This week’s storm also comes at a precarious moment for disaster relief efforts, as sweeping staffing and funding cuts have upended the usual processes for getting assistance from the federal government. Officials in Kentucky and Missouri confirmed that they had been in touch with the Department of Homeland Security, which oversees the Federal Emergency Management Agency.
“Politics has no place in responding to natural disasters like this one,” said Beshear, a Democrat. “And for the two events that we’ve already had this year, we’ve seen a White House and a FEMA organization that has performed well and has done what we’ve asked.”
The tornadoes killed at least seven people in Missouri, with five of them in St. Louis. Two people were killed in Scott County, in southeastern Missouri, according to the county sheriff’s office. Spencer said early estimates showed that about 5,000 buildings had sustained damage.
As sirens rang out Friday in Forest Park, a nearly 1,300-acre public park that houses several of St. Louis’ cultural sites, workers quickly hustled visitors off the grounds and the handball court into a basement until the wind died down.

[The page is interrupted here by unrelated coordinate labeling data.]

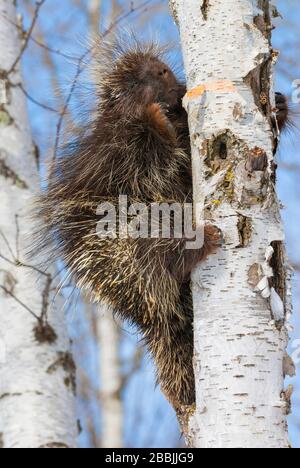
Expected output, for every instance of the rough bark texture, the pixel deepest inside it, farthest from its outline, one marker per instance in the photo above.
(37, 378)
(111, 380)
(241, 295)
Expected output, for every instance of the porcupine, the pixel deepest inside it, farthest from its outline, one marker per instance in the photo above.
(136, 145)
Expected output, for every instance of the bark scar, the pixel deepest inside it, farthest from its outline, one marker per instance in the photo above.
(204, 9)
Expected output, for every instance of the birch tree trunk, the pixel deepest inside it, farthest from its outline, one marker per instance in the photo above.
(241, 295)
(37, 373)
(111, 380)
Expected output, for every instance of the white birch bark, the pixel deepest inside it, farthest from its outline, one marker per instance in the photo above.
(240, 318)
(111, 380)
(36, 368)
(108, 333)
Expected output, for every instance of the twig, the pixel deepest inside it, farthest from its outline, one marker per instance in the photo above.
(9, 293)
(39, 4)
(40, 104)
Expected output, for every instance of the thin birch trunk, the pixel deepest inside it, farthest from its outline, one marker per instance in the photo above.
(242, 294)
(37, 378)
(111, 380)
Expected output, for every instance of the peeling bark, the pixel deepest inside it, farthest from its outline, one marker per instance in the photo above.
(242, 294)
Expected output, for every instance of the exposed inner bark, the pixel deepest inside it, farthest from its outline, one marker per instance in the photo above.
(277, 262)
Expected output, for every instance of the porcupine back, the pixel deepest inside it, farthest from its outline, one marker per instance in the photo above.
(130, 148)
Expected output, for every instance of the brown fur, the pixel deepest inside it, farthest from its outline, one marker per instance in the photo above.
(138, 145)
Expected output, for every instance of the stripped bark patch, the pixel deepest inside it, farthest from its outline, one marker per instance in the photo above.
(204, 9)
(44, 333)
(277, 262)
(65, 360)
(257, 160)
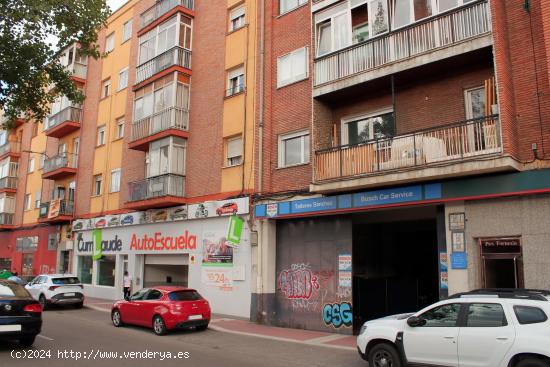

By Saturday morning, light fixtures had been shattered, structures had splintered into pieces, and some entrances to the park had been blocked by fallen trees.
Steve Burkhardt, the facilities and security manager for Forest Park Forever, which works with the city to protect the urban park, said, “It’s a whole different experience to see how beautiful the park is before and how it looks now.”
When the storm swept into Virginia, two people died in separate instances after trees fell on their vehicles, according to authorities.
This week’s severe weather hit at a time when the National Weather Service is facing staffing shortages, with nearly 600 people leaving the organization after the Trump administration ordered cuts.
In Kentucky, where highly organized storms known as supercells spawned tornadoes, all three local weather service offices that provide forecasts and issue warnings have several vacancies for meteorologists.
For example, the office in Jackson, which serves eastern Kentucky, usually operates with a staff of 14 meteorologists but is down to nine, according to Tom Fahy, the legislative director for the union that represents weather service employees.
The office is also one of several left without an overnight forecaster, but Friday, it stayed open and was sufficiently staffed for the night, issuing 11 tornado warnings. It was “all hands on deck,” Fahy said.
On Sunday into Monday, a separate system could bring severe weather, including large hail and damaging winds, across the southern Great Plains and a slice of southern Oklahoma and northern Texas, including Dallas and Fort Worth.